Un accompagnement adapté à l’investissement au féminin


Édition du 20 Mars 2024

Un accompagnement adapté à l’investissement au féminin


Édition du 20 Mars 2024

Par Catherine Charron

(Photo: 123RF)

Aujourd’hui, plus que jamais, les gestionnaires de patrimoine doivent changer leur discours, en commençant par déceler leurs propres biais inconscients.

«Cessons de croire que les femmes ne sont pas intéressées par ce sujet. Au contraire, soutient Suzanne Tremblay, vice-présidente et cheffe régionale, Québec et Atlantique, Services privés, à Gestion de patrimoine TD. Il faut adapter son approche. Les impliquer dans la discussion, surtout lorsqu’elles sont en présence de leur conjoint; c’est la base.»

Au-delà du lien de confiance, le professionnel doit cultiver cet intérêt en parlant un langage qui raisonnera avec ses clientes, que ce soit en expliquant les retombées que ça aura sur leur confort dans leurs vieux jours ou le legs qu’elles laisseront à leurs enfants, ajoute Caroline Ste-Marie, conseillère en placements à Patrimoine Richardson.

«Elles ne souhaitent généralement pas tant obtenir un rendement excessif ou battre le marché. Elles se demandent plutôt si elles en auront suffisamment», a-t-elle observé au cours des trente dernières années.

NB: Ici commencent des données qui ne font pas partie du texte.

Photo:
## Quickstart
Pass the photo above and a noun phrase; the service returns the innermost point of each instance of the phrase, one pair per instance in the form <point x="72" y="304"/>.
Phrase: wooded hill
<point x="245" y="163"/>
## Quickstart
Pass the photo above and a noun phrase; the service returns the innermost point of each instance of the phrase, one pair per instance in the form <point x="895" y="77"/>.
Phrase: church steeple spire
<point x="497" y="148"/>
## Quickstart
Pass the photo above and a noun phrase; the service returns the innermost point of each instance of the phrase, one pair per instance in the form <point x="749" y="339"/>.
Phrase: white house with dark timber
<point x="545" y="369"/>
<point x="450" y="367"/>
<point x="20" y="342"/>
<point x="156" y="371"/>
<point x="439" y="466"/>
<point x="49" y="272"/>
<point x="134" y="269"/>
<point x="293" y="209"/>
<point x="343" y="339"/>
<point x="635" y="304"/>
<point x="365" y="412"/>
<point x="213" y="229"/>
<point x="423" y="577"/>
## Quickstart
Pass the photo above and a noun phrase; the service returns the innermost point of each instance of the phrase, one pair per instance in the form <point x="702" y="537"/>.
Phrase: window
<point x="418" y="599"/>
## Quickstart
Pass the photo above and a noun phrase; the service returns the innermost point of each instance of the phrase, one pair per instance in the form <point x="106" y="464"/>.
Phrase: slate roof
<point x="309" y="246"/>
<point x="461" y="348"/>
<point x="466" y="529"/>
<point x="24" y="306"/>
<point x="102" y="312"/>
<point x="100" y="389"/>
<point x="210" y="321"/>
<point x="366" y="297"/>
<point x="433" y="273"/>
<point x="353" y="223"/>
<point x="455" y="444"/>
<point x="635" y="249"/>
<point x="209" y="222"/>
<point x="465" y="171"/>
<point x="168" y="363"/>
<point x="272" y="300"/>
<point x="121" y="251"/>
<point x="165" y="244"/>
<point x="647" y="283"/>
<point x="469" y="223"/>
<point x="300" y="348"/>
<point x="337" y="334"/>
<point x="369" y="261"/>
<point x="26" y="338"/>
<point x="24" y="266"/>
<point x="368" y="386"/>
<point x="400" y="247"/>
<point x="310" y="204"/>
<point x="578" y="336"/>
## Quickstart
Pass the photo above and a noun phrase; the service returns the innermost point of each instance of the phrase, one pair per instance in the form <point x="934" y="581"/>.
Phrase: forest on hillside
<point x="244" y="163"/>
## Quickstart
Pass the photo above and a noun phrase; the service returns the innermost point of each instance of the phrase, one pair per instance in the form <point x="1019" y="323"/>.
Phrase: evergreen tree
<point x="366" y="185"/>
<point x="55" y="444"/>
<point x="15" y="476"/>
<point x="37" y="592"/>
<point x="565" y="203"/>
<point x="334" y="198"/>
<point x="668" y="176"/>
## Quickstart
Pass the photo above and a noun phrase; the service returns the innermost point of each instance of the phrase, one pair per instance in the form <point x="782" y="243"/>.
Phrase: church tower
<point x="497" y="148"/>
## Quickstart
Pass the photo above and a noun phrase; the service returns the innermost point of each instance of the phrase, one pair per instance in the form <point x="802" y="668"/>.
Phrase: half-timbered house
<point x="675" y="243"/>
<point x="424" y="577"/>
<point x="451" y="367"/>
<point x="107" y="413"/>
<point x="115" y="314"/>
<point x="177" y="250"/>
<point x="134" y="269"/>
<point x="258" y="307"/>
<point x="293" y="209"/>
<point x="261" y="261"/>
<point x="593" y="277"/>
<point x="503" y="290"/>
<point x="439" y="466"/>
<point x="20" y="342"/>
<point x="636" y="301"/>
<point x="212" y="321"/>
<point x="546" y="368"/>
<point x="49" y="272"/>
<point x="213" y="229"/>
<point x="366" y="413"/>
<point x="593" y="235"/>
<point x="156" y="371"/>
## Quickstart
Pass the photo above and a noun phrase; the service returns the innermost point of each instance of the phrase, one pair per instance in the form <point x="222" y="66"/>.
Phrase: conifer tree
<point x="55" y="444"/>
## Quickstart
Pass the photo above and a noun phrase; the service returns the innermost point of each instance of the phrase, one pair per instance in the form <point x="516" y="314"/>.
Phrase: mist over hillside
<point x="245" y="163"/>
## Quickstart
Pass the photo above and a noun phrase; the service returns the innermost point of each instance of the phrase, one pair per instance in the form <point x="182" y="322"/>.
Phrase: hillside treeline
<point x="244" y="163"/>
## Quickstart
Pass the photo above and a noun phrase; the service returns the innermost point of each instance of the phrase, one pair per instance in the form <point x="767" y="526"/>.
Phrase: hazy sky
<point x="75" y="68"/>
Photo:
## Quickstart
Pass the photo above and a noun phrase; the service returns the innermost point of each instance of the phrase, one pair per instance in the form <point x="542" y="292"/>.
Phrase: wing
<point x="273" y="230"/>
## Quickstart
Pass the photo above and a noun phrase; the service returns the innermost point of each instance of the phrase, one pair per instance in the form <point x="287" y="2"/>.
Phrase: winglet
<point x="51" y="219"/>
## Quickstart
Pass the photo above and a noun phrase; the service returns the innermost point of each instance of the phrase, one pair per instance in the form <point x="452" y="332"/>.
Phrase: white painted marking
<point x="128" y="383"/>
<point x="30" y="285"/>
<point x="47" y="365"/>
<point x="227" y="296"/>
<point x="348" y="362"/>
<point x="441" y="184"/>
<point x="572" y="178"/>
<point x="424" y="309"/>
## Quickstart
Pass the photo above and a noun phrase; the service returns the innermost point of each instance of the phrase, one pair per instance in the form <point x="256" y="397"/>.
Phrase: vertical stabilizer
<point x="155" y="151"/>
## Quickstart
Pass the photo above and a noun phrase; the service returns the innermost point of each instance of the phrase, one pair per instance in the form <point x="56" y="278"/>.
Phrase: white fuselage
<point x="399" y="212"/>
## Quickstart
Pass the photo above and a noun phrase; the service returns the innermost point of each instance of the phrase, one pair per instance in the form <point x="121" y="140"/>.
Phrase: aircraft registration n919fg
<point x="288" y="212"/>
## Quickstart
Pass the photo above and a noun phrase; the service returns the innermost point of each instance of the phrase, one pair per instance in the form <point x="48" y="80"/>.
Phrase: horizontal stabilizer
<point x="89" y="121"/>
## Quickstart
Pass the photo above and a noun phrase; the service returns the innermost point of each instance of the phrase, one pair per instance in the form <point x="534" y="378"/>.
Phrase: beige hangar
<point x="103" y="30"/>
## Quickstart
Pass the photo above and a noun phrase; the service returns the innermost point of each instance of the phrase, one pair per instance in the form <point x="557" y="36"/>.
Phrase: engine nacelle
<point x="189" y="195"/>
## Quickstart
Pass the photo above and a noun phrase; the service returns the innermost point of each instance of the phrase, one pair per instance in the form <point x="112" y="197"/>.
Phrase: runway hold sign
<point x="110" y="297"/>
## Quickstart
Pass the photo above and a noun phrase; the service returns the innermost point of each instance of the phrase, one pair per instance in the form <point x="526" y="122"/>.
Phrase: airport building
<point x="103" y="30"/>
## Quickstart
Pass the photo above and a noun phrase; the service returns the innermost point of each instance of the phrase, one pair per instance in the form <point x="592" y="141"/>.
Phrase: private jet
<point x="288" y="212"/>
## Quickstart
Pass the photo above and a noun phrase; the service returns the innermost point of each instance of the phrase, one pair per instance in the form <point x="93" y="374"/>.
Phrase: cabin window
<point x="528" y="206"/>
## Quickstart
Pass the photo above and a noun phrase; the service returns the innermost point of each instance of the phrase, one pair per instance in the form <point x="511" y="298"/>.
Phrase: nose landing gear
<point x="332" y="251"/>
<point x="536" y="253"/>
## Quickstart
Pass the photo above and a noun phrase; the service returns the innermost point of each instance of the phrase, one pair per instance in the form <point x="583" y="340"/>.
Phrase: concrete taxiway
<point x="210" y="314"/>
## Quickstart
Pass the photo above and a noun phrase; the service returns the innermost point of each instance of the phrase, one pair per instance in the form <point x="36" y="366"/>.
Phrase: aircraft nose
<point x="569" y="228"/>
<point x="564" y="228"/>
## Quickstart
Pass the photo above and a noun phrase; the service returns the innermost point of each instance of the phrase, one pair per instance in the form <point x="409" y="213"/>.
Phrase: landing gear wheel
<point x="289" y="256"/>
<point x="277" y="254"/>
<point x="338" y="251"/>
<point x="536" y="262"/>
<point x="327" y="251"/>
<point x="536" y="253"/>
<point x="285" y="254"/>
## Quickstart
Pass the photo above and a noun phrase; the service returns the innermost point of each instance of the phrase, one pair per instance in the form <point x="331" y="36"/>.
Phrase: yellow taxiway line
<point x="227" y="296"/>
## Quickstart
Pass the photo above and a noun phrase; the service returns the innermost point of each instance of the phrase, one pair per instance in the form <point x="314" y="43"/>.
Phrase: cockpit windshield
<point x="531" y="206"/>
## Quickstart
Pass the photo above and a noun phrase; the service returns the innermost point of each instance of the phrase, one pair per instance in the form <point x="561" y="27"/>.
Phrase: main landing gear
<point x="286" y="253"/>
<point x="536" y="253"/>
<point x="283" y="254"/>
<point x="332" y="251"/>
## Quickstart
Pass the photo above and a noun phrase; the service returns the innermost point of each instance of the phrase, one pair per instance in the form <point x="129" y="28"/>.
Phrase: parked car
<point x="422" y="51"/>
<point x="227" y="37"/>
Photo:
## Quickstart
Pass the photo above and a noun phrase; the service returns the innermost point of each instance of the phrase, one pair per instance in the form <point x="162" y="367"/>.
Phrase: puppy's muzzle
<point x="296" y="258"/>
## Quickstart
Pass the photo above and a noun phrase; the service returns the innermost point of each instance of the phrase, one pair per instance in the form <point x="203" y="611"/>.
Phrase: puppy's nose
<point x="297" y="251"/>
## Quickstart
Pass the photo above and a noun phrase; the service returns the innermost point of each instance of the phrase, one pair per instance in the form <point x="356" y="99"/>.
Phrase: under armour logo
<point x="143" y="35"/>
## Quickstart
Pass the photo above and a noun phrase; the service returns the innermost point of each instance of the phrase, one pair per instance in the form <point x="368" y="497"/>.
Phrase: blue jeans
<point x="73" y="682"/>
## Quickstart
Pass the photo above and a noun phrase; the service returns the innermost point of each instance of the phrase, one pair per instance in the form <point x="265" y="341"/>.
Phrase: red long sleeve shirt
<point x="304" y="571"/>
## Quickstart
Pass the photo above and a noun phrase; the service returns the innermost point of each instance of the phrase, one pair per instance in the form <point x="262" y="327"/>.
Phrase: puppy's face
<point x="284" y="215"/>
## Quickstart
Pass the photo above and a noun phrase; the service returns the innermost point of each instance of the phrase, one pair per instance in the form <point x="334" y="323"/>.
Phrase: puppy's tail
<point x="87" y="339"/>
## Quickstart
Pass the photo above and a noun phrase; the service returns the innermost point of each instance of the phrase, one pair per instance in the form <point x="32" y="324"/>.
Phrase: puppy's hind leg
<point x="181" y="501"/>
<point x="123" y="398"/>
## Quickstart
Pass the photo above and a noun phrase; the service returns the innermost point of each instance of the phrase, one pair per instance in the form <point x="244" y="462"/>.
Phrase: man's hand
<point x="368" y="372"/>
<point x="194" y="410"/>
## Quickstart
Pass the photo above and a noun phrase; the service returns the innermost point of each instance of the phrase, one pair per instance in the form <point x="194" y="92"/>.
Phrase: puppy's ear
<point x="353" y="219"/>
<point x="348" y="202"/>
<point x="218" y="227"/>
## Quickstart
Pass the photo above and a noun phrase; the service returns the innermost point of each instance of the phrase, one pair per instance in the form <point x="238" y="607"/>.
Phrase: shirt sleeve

«Le portefeuille, c’est une commodité. La vraie valeur dans le conseil, c’est lorsqu’on atteint ce niveau de relation et de conversation difficile à avoir», résume Angela D’Angelo, vice-présidente à l’expansion des affaires et à la croissance Québec à ScotiaMcLeod, Gestion de patrimoine.

Dans la planification familiale, ça se traduit notamment par vérifier si les dépenses sont faites équitablement. «Quand le couple veut des enfants, ça implique un arrêt de travail et moins d’épargne. Il existe des solutions, mais il faut prendre le temps d’en parler», explique Jean-Philippe Vézina, planificateur financier dans l’équipe de conseil de planification financière Jean-Maurice Vézina, affiliée à Valeurs mobilières Groupe Investors.

Selon lui, il est plus judicieux que les membres du couple collaborent avec un même expert, ce qui ne l’empêche pas d’organiser des rencontres individuelles pour que chacun ait la liberté de s’exprimer. «Encore aujourd’hui, c’est souvent l’homme qui essaie de montrer qu’il en connaît un paquet», rapporte-t-il. C’est aussi l’occasion d’entendre les «non-dits»et de s’assurer que chaque client sera en bonne posture si jamais la relation devait prendre fin.

Faisant de même avec sa propre clientèle, Caroline Ste-Marie souligne toutefois que cette pratique est plus difficile à étendre aux personnes plus âgées.

Le gestionnaire ne doit pas non plus présumer que les préférences de l’un s’appliquent aux deux si l’autre membre du couple ne se prononce pas.

C’est aussi leur responsabilité, en quelque sorte, de transmettre les connaissances nécessaires afin que leurs clientes prennent des décisions éclairées et développent leur autonomie financière.

«On doit avoir un bon sens des contraintes et des objectifs, bâtir un climat de confiance et leur donner la possibilité de poser toutes les questions, même celles qu’elles jugent trop simples», ajoute Hadiza Djataou, vice-présidente à la gestion de portefeuille à revenu fixe chez Placements Mackenzie.

Les formulaires qui servent à comprendre son client tiennent rarement compte des spécificités de genre et des considérations supplémentaires des investisseuses, déplore-t-elle.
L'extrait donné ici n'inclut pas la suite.